Everyone join in!

Article published on April 4, 2005
community published
Article published on April 4, 2005

This article has not been vetted by an editor at Paris HQ

There are nearly half a billion people and 21 different languages in the EU: variety, not unity, is the order of the day. Participative media projects can, however, contribute to the formation of a European identity

The key to creating a common European identity is a working openness in the media which would give citizens the opportunity to take part in the political process and consequently identify themselves as united citizens. Apart from certain exceptions, including ARTE, Euronews and Euractiv, hardly any multilingual, cross-national European media exist. Newspaper projects, such as the weekly Guardian Europe founded by Helmut Schmidt, or The European, were quickly abandoned. The costly and long-winded translation process, grave cultural differences in journalistic style, waning readership and the strict workings of national advertising markets dealt these projects a deathblow. Interestingly, even though the number of journalists in Brussels continues to grow (there were 133 German correspondents in 2003, compared to 40 in 1991), national themes have continued to dominate everyday reporting. European issues, reported from a European perspective, only emerge if big events occur such as the introduction of the euro.

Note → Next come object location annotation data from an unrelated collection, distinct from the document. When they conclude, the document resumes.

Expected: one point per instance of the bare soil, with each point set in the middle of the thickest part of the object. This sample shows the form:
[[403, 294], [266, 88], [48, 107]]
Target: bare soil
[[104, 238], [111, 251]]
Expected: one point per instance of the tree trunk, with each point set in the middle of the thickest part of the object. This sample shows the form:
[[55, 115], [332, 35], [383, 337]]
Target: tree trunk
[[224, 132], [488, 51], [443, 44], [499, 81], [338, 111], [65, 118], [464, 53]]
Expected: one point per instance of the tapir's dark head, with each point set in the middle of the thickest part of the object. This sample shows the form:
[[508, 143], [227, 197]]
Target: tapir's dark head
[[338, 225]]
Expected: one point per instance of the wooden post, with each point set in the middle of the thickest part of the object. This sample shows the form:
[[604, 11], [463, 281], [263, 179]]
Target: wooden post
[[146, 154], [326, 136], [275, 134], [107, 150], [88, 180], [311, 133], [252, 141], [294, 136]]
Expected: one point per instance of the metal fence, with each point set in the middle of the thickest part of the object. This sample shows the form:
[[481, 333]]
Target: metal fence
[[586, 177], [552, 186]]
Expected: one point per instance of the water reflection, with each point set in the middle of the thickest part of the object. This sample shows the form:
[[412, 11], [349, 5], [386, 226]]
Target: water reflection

Thomas Meyer, political scientist and author of the book Die Identität Europas, feels that the reason for this comes from EU politics itself. “The media focuses strongly on conflict and individuals. If these factors were addressed more, the media could pay more attention to European affairs. At the moment, however, European topics are complicated, anonymous and alien. Important issues such as simplicity and identification with the individuals and topics reported on remain untouched. Since the mainstream media is not contributing to the creation of a European public space, it is up to the people to make themselves heard vis-à-vis the political power of Brussels.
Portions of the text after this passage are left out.